As the current partial government shutdown has become the longest in U.S. history--even with the latest polls showing President Donald Trump and his fellow Republicans increasingly seen as the ones to blame for the crisis--it remains to be seen how the Democrats, with no reason to give ground, can apply enough pressure to bring the current impasse to an end.
But according to journalist and activist Barbara Ehrenreich and veteran labor organizer Gary Stevenson, it's possible that the best bet--and in their minds, a key opportunity--is for the hundreds of thousands of federal employees now furloughed or forced to work without pay to take matters into their own hands.
While acknowledging how "painful" the shutdown has been for federal workers and their families locked out of work for more than three weeks, Ehrenreich and Stevenson argue in a New York Timesop-ed published Monday that the current political deadlock between the two major political parties is "also an opportunity for labor to take a stand."
Putting a strategic focus on the nation's Transportation Security Administration (TSA) workers--"among the most visible" of the estimated 800,000 workers affected by the shutdown--the op-ed explores the idea of TSA workers going beyond passive resistance like sick-outs (an estimated 5.6 percent of the total 51,000 member TSA workforce called in sick last Saturday), and doing something bolder and more coordinated: "a genuine, old-fashioned strike, one with picket lines, chants, quickened pulses and the power to reignite the traditional fighting spirit of American labor."
"Is there something more they can do--?" Ehrenreich and Stevenson ask, referring to the passive and uncoordinated calling out sick to work. "Something that would turn their plight into a stand not just against the shutdown but also against the arbitrary and insulting way American workers are so often treated in general?"

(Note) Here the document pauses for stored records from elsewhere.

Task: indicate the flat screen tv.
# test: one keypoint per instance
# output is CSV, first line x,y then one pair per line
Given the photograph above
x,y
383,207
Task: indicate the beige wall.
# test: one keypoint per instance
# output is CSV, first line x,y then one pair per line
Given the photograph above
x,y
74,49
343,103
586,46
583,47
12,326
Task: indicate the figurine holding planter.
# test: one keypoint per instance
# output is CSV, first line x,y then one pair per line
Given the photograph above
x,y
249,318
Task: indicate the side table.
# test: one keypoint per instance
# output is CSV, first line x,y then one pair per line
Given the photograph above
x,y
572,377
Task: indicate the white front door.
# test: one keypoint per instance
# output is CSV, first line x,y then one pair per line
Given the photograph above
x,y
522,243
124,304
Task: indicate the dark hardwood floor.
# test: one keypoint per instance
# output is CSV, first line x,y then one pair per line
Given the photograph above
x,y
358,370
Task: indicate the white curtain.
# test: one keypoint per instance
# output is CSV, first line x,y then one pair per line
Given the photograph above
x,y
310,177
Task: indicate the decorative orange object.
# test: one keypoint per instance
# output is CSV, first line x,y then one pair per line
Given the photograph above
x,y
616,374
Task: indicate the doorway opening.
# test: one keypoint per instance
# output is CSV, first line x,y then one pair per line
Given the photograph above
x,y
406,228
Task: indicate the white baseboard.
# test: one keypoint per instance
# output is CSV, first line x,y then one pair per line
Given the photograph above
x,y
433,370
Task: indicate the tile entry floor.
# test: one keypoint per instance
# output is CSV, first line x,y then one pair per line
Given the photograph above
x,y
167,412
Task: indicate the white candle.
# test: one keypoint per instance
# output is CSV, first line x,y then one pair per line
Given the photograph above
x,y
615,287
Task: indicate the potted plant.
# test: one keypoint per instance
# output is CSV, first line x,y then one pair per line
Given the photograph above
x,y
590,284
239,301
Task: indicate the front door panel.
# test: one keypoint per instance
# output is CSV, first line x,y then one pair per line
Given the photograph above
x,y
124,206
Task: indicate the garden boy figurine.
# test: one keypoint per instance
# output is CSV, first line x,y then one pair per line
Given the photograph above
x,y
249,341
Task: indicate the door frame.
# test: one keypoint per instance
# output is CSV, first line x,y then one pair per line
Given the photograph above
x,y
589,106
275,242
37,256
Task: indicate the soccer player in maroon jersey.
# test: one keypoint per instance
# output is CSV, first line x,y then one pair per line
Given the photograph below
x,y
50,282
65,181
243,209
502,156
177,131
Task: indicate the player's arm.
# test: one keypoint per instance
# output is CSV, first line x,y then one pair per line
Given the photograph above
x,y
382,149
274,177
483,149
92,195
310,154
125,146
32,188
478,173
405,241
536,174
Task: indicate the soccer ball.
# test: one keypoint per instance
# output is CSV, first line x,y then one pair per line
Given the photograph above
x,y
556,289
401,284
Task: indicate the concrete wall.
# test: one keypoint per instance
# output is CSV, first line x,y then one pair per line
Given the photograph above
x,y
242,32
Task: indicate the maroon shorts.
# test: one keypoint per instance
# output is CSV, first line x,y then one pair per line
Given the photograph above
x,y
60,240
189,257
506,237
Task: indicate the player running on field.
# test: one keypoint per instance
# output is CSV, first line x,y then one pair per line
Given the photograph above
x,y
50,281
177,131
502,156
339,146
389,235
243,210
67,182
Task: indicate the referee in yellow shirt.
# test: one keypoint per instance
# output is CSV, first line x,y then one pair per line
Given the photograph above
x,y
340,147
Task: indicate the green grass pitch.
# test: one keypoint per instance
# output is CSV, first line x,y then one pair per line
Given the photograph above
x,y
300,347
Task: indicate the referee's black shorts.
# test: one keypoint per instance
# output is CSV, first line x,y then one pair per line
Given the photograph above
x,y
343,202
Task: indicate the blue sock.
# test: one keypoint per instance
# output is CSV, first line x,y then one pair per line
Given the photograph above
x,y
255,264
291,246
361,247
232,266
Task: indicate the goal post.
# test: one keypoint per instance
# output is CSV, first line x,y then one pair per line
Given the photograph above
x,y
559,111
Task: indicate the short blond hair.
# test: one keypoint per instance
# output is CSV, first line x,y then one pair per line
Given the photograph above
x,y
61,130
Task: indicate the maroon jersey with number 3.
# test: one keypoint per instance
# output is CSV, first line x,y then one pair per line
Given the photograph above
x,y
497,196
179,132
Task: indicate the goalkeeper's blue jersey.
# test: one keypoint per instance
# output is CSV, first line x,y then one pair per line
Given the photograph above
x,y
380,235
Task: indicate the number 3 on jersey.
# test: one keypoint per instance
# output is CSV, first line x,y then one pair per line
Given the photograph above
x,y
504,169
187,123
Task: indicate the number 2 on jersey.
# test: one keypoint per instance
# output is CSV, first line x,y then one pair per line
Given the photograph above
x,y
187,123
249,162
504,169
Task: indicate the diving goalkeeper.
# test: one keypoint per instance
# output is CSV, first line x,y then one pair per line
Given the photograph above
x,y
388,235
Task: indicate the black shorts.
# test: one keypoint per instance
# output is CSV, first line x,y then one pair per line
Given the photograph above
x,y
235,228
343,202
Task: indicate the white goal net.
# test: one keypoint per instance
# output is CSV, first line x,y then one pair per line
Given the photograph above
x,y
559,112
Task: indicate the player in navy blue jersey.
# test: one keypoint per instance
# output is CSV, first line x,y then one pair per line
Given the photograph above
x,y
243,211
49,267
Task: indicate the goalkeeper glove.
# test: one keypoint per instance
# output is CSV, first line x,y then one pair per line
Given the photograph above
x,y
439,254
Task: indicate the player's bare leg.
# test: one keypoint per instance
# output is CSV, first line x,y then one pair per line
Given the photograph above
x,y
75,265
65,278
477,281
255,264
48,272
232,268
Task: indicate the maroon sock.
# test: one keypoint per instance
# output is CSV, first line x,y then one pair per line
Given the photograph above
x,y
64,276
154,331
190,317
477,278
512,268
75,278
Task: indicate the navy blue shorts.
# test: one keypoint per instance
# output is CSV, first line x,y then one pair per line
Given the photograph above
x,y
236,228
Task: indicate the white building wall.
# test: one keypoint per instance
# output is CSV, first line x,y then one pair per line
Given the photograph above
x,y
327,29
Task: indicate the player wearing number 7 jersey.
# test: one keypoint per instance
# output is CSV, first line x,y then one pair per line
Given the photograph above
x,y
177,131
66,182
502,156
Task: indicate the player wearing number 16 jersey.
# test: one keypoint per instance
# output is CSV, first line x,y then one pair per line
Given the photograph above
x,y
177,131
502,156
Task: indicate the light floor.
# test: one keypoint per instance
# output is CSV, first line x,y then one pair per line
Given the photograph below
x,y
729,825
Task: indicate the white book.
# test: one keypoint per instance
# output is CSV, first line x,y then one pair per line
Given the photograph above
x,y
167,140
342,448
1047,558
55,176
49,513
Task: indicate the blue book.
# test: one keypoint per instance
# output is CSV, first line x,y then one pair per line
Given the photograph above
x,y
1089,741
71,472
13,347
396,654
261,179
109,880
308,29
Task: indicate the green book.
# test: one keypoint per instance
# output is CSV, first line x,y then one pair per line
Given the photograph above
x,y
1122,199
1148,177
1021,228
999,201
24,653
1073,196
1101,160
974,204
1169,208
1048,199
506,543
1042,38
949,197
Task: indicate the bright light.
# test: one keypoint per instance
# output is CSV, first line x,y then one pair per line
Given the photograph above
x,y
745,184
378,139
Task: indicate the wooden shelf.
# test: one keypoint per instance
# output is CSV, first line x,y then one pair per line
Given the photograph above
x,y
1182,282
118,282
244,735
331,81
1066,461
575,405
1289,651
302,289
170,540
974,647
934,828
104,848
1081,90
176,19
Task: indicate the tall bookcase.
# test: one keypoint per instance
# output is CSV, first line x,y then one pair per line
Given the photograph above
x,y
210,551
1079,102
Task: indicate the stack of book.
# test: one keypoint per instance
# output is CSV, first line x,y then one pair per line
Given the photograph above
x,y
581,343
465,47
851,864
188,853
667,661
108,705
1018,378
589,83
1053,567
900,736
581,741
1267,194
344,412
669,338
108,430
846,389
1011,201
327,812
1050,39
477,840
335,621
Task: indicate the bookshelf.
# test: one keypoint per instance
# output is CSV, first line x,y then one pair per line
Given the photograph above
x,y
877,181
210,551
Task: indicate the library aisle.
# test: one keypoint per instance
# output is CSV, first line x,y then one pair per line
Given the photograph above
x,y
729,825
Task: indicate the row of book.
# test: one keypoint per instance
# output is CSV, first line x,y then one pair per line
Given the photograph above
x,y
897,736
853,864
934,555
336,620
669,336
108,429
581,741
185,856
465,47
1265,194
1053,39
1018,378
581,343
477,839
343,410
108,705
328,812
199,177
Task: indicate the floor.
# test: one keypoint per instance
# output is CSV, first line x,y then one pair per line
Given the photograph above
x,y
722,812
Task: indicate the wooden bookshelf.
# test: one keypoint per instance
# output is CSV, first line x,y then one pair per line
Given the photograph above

The TSA workers, they continue, "should use last year's teachers' strikes as a model. They were called not by the leadership of the teachers' unions but by the rank and file. It was a new kind of labor activism, starting at the bottom and depending heavily on community support. By sticking together and creating their own communication system, the teachers succeeded in sending a powerful message of solidarity and strength."
From the op-ed:
This is a moment of tremendous opportunity. An unpopular president has arbitrarily plunged nearly a million families into financial jeopardy and in some cases poverty. If airport workers, for example, declare a strike, they can expect to attract fervent community support. Even travelers who have a hard time believing that the key to air safety lies in their shoes or laptop are likely to listen to the federal inspectors who have been picketing major airports with signs asking: "Was your airplane properly repaired and inspected today? The F.A.A. does not know!"
Whether rank-and-file action by T.S.A. workers and other federal employees would have the power of last year's teachers' strikes remains to be seen. How long would the public support it? And what about the business community, which depends so heavily on the smooth transfer of corporate travelers from one airport to another?
To the question of public backing, the idea of a #TSAStrike was finding plenty of anecdotal support across social media:
While the op-ed authors admit that a strike of TSA agents, because they are essential federal workers "would be illegal, as was the wave of public-sector strikes in the 1960s and '70s," the moral case for such an action is "unquestionably firm." And they, add, "the time has come."
Because the "federal government has broken its contract with its employees -- locking some of them out of their workplaces and expecting others to work for the mere promise of eventual pay," the TSA workers would be on very firm footing to walk off the job on behalf of themselves and the greater good.
Without some kind of major shift, write Ehrenreich and Stevenson, "All we know is that the shutdown continues without a break in sight."